Beyond the sync placement, Towers was personally invited by LaLiga to its end-of-season celebration in Spain, an event the league described as bringing together figures from football, culture, and entertainment to mark the season's highlights. That invitation carries its own weight. Sync deals can be negotiated at a label level. Invitations to the party are a different signal.
A New Sound and a Summer That Spans Three Continents
"Una Na' Mas'" sits closer to dance music than to anything on Towers' earlier albums. The production draws from house influences, and the hook is built for open-air spaces and late-night playlists simultaneously. His lyric "Una na' má, una noche solamente pa' ver qué se siente… que si nos gusta, podemos hacerlo pa' siempre" runs the classic one-night-open-ended-offer from start to close, leaving the outcome deliberately unresolved. For a LaLiga soundtrack covering a season-long arc, the theme lands with a certain symmetry: one night, one season, let's see what it becomes.

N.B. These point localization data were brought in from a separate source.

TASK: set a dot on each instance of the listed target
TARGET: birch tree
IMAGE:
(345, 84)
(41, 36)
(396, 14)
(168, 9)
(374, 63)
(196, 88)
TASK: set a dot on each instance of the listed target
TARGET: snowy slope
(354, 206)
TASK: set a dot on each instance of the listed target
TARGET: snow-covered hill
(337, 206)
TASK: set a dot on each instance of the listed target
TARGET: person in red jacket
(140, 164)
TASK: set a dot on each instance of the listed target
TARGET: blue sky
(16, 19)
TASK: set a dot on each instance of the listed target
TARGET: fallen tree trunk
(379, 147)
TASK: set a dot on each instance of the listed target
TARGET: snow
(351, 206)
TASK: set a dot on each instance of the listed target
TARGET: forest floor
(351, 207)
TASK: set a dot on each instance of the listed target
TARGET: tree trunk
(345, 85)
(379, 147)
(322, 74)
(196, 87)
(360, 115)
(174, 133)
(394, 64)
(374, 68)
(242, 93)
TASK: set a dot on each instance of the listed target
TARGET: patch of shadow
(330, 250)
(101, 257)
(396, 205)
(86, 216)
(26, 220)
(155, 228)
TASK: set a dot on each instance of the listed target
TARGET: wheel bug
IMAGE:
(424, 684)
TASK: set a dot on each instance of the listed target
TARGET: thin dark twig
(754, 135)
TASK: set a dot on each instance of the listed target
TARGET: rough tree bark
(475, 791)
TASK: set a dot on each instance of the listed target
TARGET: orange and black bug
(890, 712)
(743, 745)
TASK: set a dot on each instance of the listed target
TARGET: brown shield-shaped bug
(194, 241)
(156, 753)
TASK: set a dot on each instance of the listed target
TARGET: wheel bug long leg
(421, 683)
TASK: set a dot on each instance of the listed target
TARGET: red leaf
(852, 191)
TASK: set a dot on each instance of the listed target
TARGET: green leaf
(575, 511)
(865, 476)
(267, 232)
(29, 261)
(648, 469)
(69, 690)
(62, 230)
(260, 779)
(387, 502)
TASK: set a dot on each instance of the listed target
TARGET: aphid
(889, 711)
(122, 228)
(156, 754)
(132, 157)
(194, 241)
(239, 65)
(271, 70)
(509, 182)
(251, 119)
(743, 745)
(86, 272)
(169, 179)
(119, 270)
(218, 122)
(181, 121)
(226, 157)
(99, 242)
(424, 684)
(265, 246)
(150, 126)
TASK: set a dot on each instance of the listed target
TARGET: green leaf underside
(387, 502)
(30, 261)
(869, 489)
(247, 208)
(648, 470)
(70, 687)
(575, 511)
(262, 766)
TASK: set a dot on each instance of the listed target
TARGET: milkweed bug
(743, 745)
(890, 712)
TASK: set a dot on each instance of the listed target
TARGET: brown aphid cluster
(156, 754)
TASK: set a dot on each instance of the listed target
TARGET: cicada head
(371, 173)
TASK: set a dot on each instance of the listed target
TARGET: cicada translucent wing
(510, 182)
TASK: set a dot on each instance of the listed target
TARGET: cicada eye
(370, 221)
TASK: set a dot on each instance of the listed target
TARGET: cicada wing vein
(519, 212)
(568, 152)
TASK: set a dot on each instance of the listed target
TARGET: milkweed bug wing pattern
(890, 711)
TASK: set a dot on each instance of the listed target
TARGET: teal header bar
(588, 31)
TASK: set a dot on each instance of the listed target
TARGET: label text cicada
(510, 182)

The tour schedule that surrounds the release is aggressive. On June 6, Towers plays Harbour Arena in Aruba. A European run begins in July and extends through August, with confirmed dates in Spain, Germany, Italy, Portugal, and the Netherlands, including festival appearances at Arenal Sound, Weekend Beach Festival, and Reggaeton Beach Festival, among others. A Colombia stop follows on August 22 at Coliseo MedPlus in Bogotá as part of the Trap Kings event. The fall closes in Mexico, with city dates in Veracruz, Guadalajara, Cancún, Torreón, and Tijuana running from mid-September through early October.
The LaLiga partnership lands at a point when Latin music's relationship to global sports properties has moved past novelty. Brands at that level do not choose soundtrack partners arbitrarily. For Towers, the move signals that his reach now has the kind of institutional credibility that opens doors his streaming numbers alone could not. "Una Na' Mas'" is available now on all platforms.